Podczas programu na żywo Chubutia zapewniła o solidarności Gruzji i Ukrainy. - Pamiętajmy, że mamy wspólnego wroga, a to Rosja. Dlatego jesteśmy razem jak nigdy, i tylko razem - powiedziała gruzińska prezenterka.
Prowadząca dodała, że Ukraina i Gruzja "na pewno wygrają" z Rosją, która od lat ingeruje w obszar gruzińskiego terytorium, konkretnie Osetii Południowej, a od kilku tygodni intensyfikuje swoje działania we wschodniej części Ukrainy.
Nagranie wystąpienia prezenterki udostępnił w mediach społecznościowych ukraiński dziennikarz Ostap Jarysz. Chubutia po swojej przemowie zyskała dużą popularność i jest zapraszana m.in. do ukraińskich programów telewizyjnych.
W nocy z poniedziałku na wtorek Władimir Putin uznał niepodległość Donieckiej i Ługańskiej Republiki Ludowej powołanych przez prorosyjskich separatystów.
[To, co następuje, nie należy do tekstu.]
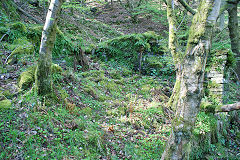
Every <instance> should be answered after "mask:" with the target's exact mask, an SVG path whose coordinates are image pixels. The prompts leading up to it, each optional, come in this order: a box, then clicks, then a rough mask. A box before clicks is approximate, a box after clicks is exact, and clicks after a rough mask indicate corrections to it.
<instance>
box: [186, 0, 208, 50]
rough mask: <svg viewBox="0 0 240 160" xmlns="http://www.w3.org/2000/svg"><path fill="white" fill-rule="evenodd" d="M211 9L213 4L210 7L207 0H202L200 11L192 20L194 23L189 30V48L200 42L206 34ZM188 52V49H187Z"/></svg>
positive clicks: (187, 47) (193, 22) (199, 8)
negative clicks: (202, 38)
mask: <svg viewBox="0 0 240 160" xmlns="http://www.w3.org/2000/svg"><path fill="white" fill-rule="evenodd" d="M210 11H211V6H210V7H209V3H207V2H206V1H201V2H200V6H199V7H198V13H197V14H195V15H194V17H193V20H192V25H191V28H190V30H189V38H188V44H187V48H188V49H190V48H191V47H190V46H191V45H192V44H196V43H198V42H199V39H200V37H202V36H204V35H205V34H209V33H205V27H206V25H207V24H206V23H207V22H206V19H207V17H208V15H209V12H210ZM187 52H188V51H187Z"/></svg>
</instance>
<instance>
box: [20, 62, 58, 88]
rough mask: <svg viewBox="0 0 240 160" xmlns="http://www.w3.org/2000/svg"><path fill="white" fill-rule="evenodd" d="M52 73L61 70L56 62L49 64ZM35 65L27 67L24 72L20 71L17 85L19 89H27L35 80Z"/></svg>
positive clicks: (56, 71)
mask: <svg viewBox="0 0 240 160" xmlns="http://www.w3.org/2000/svg"><path fill="white" fill-rule="evenodd" d="M51 69H52V74H54V73H60V72H62V68H61V67H60V66H59V65H57V64H54V63H53V64H52V66H51ZM35 71H36V66H32V67H29V68H28V69H27V70H26V71H25V72H22V73H21V74H20V77H19V81H18V86H19V88H20V89H23V90H25V89H27V88H29V87H30V86H31V84H32V83H33V82H34V80H35Z"/></svg>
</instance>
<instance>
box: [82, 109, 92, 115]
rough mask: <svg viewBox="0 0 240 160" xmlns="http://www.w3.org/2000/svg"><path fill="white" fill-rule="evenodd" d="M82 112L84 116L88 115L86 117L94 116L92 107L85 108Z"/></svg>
mask: <svg viewBox="0 0 240 160" xmlns="http://www.w3.org/2000/svg"><path fill="white" fill-rule="evenodd" d="M81 112H82V113H83V114H86V115H88V116H90V115H91V114H92V108H90V107H85V108H83V109H82V110H81Z"/></svg>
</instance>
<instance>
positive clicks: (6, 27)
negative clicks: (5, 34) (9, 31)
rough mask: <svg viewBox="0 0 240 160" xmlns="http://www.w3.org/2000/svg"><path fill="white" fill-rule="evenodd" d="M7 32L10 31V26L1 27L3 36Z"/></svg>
mask: <svg viewBox="0 0 240 160" xmlns="http://www.w3.org/2000/svg"><path fill="white" fill-rule="evenodd" d="M7 32H8V28H7V27H0V37H2V36H3V35H4V34H6V33H7Z"/></svg>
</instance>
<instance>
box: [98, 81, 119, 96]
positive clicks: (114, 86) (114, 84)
mask: <svg viewBox="0 0 240 160" xmlns="http://www.w3.org/2000/svg"><path fill="white" fill-rule="evenodd" d="M99 84H100V85H101V86H103V88H104V89H106V90H107V91H109V92H110V93H111V94H113V93H116V92H117V91H118V88H119V85H117V84H116V83H115V82H114V80H112V79H104V80H102V81H100V82H99Z"/></svg>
Prezydent Rosji wygłosił także orędzie do narodu rosyjskiego. Jego zdaniem wiele krajów Europy Wschodniej wniosło do NATO kompleksy związane z "rosyjskim zagrożeniem". Putin twierdzi, że jeśli Ukraina wejdzie do NATO, to kraje zachodnie będą mogły zaatakować Rosję.
Przeczytaj więcej podobnych informacji na stronie głównej Gazeta.pl.
Stanowisko Europy oraz Stanów Zjednoczonych zupełnie na to nie wskazuje, bowiem dążą one do dyplomatycznego rozwiązania sporu. Obecnie trudno mówić o jakimkolwiek porozumieniu, ale Zachód zapowiedział zdecydowane sankcje w związku z agresywnymi działaniami Rosji na terenie wschodniej Ukrainy. Kanclerz Niemiec Olaf Scholz mówił m.in. o zablokowaniu certyfikowania gazociągu Nord Stream 2, o planach sankcji mówił także stanowczo premier Wielkiej Brytanii Boris Johnson.